Cyber Security Expert - Microsoft Defender/Purview

Description :

We are seeking a highly skilled Cybersecurity Expert with 7.5+10 years overall experience and minimum 4+ years of hands-on experience in Microsoft Defender for Office (MDO), Mimecast Email Security, and Microsoft Purview Data Loss Prevention (DLP).

This is an individual contributor role, and the candidate will lead engineering, operations, and incident response activities to strengthen enterprise email security, protect sensitive data, and respond to advanced threats.

Key Responsibilities :

Email Security Engineering & Operations :

- Design, implement, and manage MDO policies for phishing, malware, and advanced threat protection.

- Continuously monitor Email flow in Mimecast & MDO portals and highlight any trends / insights to Customer.

- Review the SOC analyst performance w.r.t Email security aspects and either create/modify documentation.

- Keep a tab on newer threats and attack vectors the adversaries can exploit in Email security domain.

- Implement custom rules to detect Business Email Compromise (BEC), phishing attempts, and spoofing.

- Integrate Defender for O365 logs such as Safe Links click rates, phishing detection, and compromised account logs into SIEM for centralized monitoring.

- Implement advanced filtering rules to address customers threat profile specific org level threats

- Administer and optimize Mimecast Email Security solutions, including gateway policies, spam filtering, and archiving.

- Conduct regular tuning of rules, policies, and threat intelligence feeds to reduce false positives and enhance detection.

- Support audit processes by providing necessary documentation and reports.

Data Loss Prevention (DLP) :

- Engineer and maintain Microsoft Purview DLP policies across email, endpoints, and cloud apps.

- Strong experience in all modules of Microsoft Purview.

- Strong understanding on Data classification, Data discovery and Data protection aspects.

- Define and categorize sensitive data using automatic and trainable classifiers to detect and label data.

- Collaborate with business units to define sensitive data classifications and enforce compliance requirements.

- Monitor DLP alerts, investigate incidents, and recommend remediation strategies on timely basis.

Incident Response :

- Lead investigations of email-borne threats, phishing campaigns, and data leakage incidents.

- Perform forensic analysis of suspicious emails, attachments, and URLs.

- Coordinate containment, eradication, and recovery steps with SOC and IT teams.

- Document incident findings and provide executive-level reporting.

Governance & Compliance :

- Ensure alignment with regulatory frameworks (GDPR, HIPAA, PCI-DSS, etc.).
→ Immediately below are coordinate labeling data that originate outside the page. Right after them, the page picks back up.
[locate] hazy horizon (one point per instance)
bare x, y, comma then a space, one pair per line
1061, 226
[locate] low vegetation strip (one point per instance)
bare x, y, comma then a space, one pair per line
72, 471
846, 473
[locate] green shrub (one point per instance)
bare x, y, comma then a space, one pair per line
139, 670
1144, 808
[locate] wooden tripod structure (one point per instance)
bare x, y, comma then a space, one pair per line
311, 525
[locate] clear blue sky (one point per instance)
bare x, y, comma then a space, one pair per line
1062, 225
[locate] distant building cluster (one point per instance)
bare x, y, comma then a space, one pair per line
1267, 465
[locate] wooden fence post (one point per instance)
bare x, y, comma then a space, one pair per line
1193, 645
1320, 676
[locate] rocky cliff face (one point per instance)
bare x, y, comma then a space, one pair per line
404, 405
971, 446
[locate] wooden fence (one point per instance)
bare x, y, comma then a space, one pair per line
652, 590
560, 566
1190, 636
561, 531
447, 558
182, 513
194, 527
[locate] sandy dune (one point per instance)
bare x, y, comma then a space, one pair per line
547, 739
- Maintain audit readiness and support compliance assessments.

Stakeholder Engagement :

- Act as SME for email security and DLP in cross-functional projects.

- Provide training and awareness sessions for IT and business teams.
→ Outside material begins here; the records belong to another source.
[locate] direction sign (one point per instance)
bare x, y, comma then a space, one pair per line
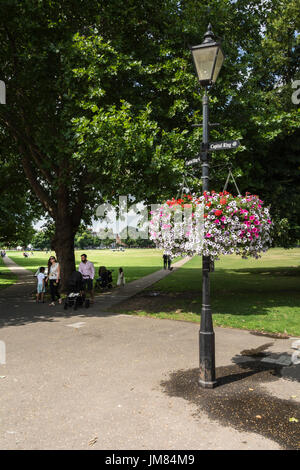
193, 162
226, 145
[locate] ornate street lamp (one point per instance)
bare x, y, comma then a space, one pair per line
208, 59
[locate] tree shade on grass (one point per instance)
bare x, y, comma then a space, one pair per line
6, 276
250, 294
- Conduct regular phishing email simulations to assess user awareness and identify security behaviour gaps.

- Deliver daily/weekly dashboards and metrics to leadership.

Soft Skills :

- Strong analytical and problem-solving abilities.

- Excellent communication and documentation skills.

- Ability to work cross-functionally with SOC, Governance, IT, and Compliance teams.

- Proactive mindset toward threat identification and risk mitigation.

Reporting :

- Prepare weekly reports for Customer in an agreed format

- Prepare monthly report for Customer in an agreed format

- Prepare adhoc reports when required

Required Skills & Experience :

- Hands-on experience in Microsoft Defender for Office 365 (MDO)

- Strong understanding of email security concepts (BEC, phishing, spoofing, malware delivery).

- Experience with Mimecast security configuration and administration.

- Deep knowledge of Microsoft Purview Information Protection and DLP ecosystems.

- Proficiency in configuring sensitivity labels, classifiers, encryption policies, and DLP rules.

- Experience integrating O365 and Mimecast telemetry into SIEM (Sentinel, Splunk, QRadar, etc.).

- Knowledge of Conditional Access, Identity Protection, and Zero Trust principles.

- Familiarity with Microsoft 365 compliance centre and security centre.

- Understanding of regulatory data protection standards (GDPR, HIPAA, PCI, etc.).

- Prepare / update documentation aligned to improve security & performance.

- Experience with incident response in O365 environments.